I'm having some difficulties with either how to construct the Solr query, or how to setup the schema to get searches in our web store to work better.
First some configuration (Solr 4.2.1)
<field name="mfgpartno" type="text_en_splitting_tight" indexed="true" stored="true" />
<field name="mfgpartno_sort" type="string" indexed="true" stored="false" />
<field name="mfgpartno_search" type="sku_partial" indexed="true" stored="true" />
<copyField source="mfgpartno" dest="mfgpartno_sort" />
<copyField source="mfgpartno" dest="mfgpartno_search" />
<fieldType name="sku_partial" class="solr.TextField" omitTermFreqAndPositions="true">
<analyzer type="index">
<tokenizer class="solr.WhitespaceTokenizerFactory"/>
<filter class="solr.WordDelimiterFilterFactory" preserveOriginal="1" generateWordParts="1" generateNumberParts="1" catenateWords="0" catenateNumbers="0" catenateAll="1" splitOnCaseChange="1"/>
<filter class="solr.LowerCaseFilterFactory"/>
<filter class="solr.TrimFilterFactory" />
<filter class="solr.StopFilterFactory" ignoreCase="true" words="stopwords.txt" enablePositionIncrements="false"/>
<filter class="solr.NGramFilterFactory" minGramSize="4" maxGramSize="100" side="front" />
<filter class="solr.RemoveDuplicatesTokenFilterFactory"/>
</analyzer>
<analyzer type="query">
<tokenizer class="solr.StandardTokenizerFactory"/>
<filter class="solr.LowerCaseFilterFactory"/>
<filter class="solr.TrimFilterFactory" />
<filter class="solr.StopFilterFactory" ignoreCase="true" words="stopwords.txt" enablePositionIncrements="false"/>
</analyzer>
</fieldType>
Let me break this down into stages (I'm only going to go into enough to replicate the problem - the initial stages aren't using edismax, that is what we've chosen to use on our website):
q=DV\-5PBRP
<- With this query I get 18 results but, not the one I'm looking for (this is most likely do to the defaultdf
searching on the productname field - fine)q=mfgpartno_search:DV\-5PBRP
<- this gives me the 1 result I'm looking for, but due to the query building I need to do on the website it's better if I can use theq
parameter like stage 1.q=DV\-5PBRP&defType=edismax&qf=mfgpartno_search
<- this also gives me the 1 result I'm looking for, but again due to the website searchqf
needs to be spanning more fields. Because it needs to search more fields (actualqf
=productname_search shortdesc_search fulldesc_search mfgpartno_search productname shortdesc fulldesc keywords
) to get more accurate searching I implemented stage 4.q=DV\-5PBRP&defType=edismax&qf=mfgpartno_search&q.op=AND
<- with this test I get 0 results - though this works great for most searches on our site.
My big problem with search has been the special characters like the dash that sometimes must be literal, and sometimes act as separators as in product names or descriptions.
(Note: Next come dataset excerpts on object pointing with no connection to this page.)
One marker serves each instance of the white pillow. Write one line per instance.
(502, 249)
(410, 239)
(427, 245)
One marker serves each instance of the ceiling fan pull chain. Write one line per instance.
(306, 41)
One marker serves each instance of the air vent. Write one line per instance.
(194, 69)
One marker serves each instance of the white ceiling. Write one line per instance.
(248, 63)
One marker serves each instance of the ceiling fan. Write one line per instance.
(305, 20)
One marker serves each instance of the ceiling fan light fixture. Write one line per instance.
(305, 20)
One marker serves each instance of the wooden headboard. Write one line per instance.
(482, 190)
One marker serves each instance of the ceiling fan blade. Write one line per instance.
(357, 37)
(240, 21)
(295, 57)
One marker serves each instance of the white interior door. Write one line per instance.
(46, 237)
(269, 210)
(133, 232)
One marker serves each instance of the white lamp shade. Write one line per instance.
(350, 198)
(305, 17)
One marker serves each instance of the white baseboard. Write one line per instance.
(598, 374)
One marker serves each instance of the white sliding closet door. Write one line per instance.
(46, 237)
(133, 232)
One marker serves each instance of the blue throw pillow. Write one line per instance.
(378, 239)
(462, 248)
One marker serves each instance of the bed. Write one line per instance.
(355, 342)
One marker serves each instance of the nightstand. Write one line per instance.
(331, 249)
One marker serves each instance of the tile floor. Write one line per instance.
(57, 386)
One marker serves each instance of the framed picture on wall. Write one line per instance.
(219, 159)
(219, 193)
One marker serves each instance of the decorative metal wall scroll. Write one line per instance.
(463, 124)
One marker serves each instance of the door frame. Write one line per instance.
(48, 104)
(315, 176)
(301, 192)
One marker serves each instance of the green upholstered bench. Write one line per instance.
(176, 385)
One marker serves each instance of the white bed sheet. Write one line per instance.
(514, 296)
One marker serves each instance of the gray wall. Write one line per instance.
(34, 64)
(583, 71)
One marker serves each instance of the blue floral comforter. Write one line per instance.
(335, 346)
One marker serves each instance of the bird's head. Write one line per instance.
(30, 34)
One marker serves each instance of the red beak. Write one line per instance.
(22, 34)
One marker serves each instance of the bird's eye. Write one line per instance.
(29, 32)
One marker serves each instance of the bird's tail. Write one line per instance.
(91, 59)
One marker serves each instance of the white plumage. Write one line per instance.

Sometimes people will even search or replace the dash with a space on a part number search and it should still show relevant data.
I'm kind of stuck on how to get this special character search working - especially as it pertains to this mfgpartno_search field. How might I configure either the schema or query (or both) to get this working?